Vício no twitter desclassifica candidatos do Enem


Candidatos do Exame Nacional do Ensino Médio (Enem) foram retirados de sala e desclassificados após serem flagrados por fiscais utilizando o celular. Segundo o Instituto Nacional de Estudos e Pesquisas Educacionais (Inep), foram registrados nove casos em todo o País, neste sábado (21). Os estudantes teriam acessado a rede social Twitter e alguns ainda teriam feito fotos do caderno de provas.
O uso de qualquer aparelho eletrônico é proibido e os aparelhos devem ser desligados e entregues aos aplicadores antes do início da prova.

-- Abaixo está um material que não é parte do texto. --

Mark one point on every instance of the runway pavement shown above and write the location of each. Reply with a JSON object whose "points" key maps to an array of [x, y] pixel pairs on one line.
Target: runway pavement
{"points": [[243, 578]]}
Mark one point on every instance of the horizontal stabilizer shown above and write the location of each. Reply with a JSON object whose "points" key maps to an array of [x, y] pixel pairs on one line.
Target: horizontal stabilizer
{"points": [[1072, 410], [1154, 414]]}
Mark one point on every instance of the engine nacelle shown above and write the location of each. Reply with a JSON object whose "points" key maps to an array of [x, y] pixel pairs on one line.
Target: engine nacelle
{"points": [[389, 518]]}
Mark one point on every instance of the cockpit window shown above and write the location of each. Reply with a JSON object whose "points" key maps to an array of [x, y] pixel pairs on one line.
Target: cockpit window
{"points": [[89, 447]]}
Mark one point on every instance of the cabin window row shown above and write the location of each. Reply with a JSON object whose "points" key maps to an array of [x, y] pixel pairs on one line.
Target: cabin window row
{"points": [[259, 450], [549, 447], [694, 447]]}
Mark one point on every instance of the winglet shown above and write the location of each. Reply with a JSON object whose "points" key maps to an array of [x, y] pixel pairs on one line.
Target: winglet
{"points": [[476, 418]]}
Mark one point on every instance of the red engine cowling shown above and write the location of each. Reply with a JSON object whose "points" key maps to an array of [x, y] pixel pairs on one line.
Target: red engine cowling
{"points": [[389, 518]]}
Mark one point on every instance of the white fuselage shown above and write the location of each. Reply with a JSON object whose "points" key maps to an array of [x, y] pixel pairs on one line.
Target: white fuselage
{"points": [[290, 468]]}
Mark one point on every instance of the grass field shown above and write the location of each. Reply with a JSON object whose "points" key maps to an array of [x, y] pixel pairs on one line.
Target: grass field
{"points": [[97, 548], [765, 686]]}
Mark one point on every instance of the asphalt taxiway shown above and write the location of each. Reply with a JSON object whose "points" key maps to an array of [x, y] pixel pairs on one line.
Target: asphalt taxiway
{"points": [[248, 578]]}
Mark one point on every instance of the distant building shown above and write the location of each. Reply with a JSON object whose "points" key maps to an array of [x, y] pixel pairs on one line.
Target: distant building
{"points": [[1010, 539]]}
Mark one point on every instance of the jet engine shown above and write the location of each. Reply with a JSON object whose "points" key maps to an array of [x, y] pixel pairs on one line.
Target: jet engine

O exame teve início às 13h e termina às 17h30. Os alunos do ensino médio respondem a 90 questões de Ciências Humanas e da Natureza. Neste domingo, as provas são de linguagens e matemática, além da redação. O Enem está sendo aplicado em 14 mil locais de prova a 5,3 milhões de estudantes.












Veja exemplos de "twittadas" no Enem:

Bem feito!

terça-feira, 9 de novembro de 2010

Haddad defende que número de afetados no Enem é menor do que o estimado


Ministrou encontrou-se com presidente nacional da OAB; Justiça Federal do CE suspende a divulgação do gabarito
O número de afetados com a falha no caderno amarelo do Exame Nacional do Ensino Médio (Enem) está abaixo dos dois mil alunos inicialmente estimados. Quem diz é o ministro da Educação, Fernando Haddad, que se encontrou, nesta terça-feira 9, com o presidente nacional da Ordem dos Advogados do Brasil, Ophir Cavalcante. “Já não são dois mil, a cada dia este número cai. Há 12 casos em Sergipe, alguns poucos casos no Paraná, sobretudo em Curitiba”, disse Haddad.
Após o encontro, o presidente da Ordem afirmou que no momento seria “precipitado” a OAB defender a reaplicação da prova. “Se a prova (nova) resguardar o princípio da igualdade constitucionalmente previsto, não vejo problema de ela ser reaplicada para um número reduzido de pessoas”, disse Cavalcante, referindo-se a proposta do MEC para que um exame com o mesmo nível de dificuldade fosse realizado apenas entre os candidatos prejudicados. “Se o princípio de igualdade não for resguardado, a Ordem terá um posicionamento pela anulação completa do exame”. Por último, ele cobrou mais rigor do ministério na impressão e verificação das provas.
Veto ao gabarito
A Justiça Federal do Ceará determinou a suspensão da divulgação do gabarito da prova, previsto para as 18 horas desta terça-feira 9. Mesmo após ação do MEC por meio da Advocacia Geral da União solicitando a revisão da medida, a juíza Karla de Almeida, da 7ª Vara Federal, considerou que a conhecimento dos resultados acarretaria em “ânimos acirrados” entre os que eventualmente forem aprovados e os com desempenho inferior.
A juíza também destacou as transgressões “às normas editalícias, especialmente no que se refere à presença de celulares dentro da sala de prova”.